“Escape rooms” : les jeux d’objets cachés, du virtuel au réel

05/11/15 par  |  publié dans : Carnets, Tendances | Tags : , , , ,

mystery escape

 Jérôme Huber-Barniaudy et Laurent Schellenberger, les maîtres du jeu de la salle “Mystery Escape” d’Aix en Provence (photo : Sylvain Fournier)

Un compte à rebours, des indices à dénicher, des énigmes à décoder, un esprit à libérer ou un assassin à arrêter… La mise en situation rappelle les jeux d’objets cachés qui pululent sur la toile depuis l’avénement de la franchise Mystery Case Files (entre autres). Sauf qu’ici, on joue pour de vrai, sans souris, sans écran, sans clavier et sans filet. Les “escape room” se multiplient désormais aux huit coins de l’hexagone après avoir cartonné en Asie et ailleurs. Mieux qu’un écran : une véritable salle dans laquelle les joueurs sont invités à évoluer, du duo jusqu’au quintet, avec comme moyen de pression, une horloge digitale dans un coin où les minutes sont égrenées avec un potentiel de stress à peu près aussi énorme que le scénario de départ : celui auquel on a participé, à Aix en Provence, nous a confrontés au fantôme d’une riche héritière prisonnier de la pièce où est dissimulé son précieux collier. Evidemment, les placards, boites et autres coffres forts contenant les indices à même de nous mettre sur la trace du bijou sont cadenassés et les clefs permettant de les ouvrir ne s’obtiendront qu’en résolvant des énigmes plus corsées les unes que les autres.

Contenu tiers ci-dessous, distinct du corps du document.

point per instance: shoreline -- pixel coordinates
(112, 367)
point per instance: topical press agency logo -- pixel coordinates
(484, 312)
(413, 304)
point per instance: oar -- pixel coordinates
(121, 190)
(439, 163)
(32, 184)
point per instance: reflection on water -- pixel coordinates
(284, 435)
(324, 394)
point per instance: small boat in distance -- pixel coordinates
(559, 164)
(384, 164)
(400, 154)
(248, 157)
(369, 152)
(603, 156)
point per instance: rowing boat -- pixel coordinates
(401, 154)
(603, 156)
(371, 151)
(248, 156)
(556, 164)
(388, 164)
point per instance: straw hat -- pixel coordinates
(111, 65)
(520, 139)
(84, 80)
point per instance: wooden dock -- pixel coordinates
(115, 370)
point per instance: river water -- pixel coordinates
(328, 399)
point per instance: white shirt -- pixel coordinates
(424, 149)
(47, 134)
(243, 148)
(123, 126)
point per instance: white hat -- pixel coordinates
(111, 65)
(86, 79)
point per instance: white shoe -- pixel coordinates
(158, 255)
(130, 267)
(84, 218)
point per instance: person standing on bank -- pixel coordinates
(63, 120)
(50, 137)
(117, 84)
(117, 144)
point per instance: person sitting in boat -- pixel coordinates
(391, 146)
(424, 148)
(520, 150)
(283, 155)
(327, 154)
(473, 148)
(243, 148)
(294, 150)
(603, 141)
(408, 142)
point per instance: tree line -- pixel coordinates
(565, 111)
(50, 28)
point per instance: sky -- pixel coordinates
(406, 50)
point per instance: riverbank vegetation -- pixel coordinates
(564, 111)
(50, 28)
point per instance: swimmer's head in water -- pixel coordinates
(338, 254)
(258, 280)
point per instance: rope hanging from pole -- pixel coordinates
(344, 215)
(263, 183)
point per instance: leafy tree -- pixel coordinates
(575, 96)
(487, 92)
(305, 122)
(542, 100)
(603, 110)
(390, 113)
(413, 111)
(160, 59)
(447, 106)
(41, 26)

La transposition du virtuel au réel ne semblait pas si évidente – l’une des forces des jeux d’objets cachés résidant dans le foisonnement de lieux à passer au peigne fin. Dans la réalité, difficile de proposer aux joueurs plus d’une pièce à explorer, la construction de temples marins, artères victoriennes ou bois enchantés, selon le scénario choisi, nécessitant un coût logistique qu’on devine élevé, sans compter la surface de jeu à dégoter. D’où la contrainte du chronomètre : pour une heure de jeu tout rond, une seule pièce suffira. Et même largement. A l’intérieur, les caractères se révèlent vite : meneurs, suiveurs, râleurs, impatients, stressés, génies de la logique… L’enquête nécessite un réel travail d’équipe. Ce que nombre de chefs d’entreprises ont bien compris. Beaucoup proposent désormais en guise de sortie CE, des sessions d’Escape Room, les yeux rivés sur l’écran du maître de jeu qui tire les ficelles en coulisses. Enquêtez, vous êtes filmés : pas de risques de se retrouver sur Youtube, aucune séance n’est enregistrée. Les organisateurs observent simplement le déroulement de l’enquête pour mieux aiguiller l’équipe en balançant ponctuellement sur l’écran, quelques indices visant à débloquer les situations de crise.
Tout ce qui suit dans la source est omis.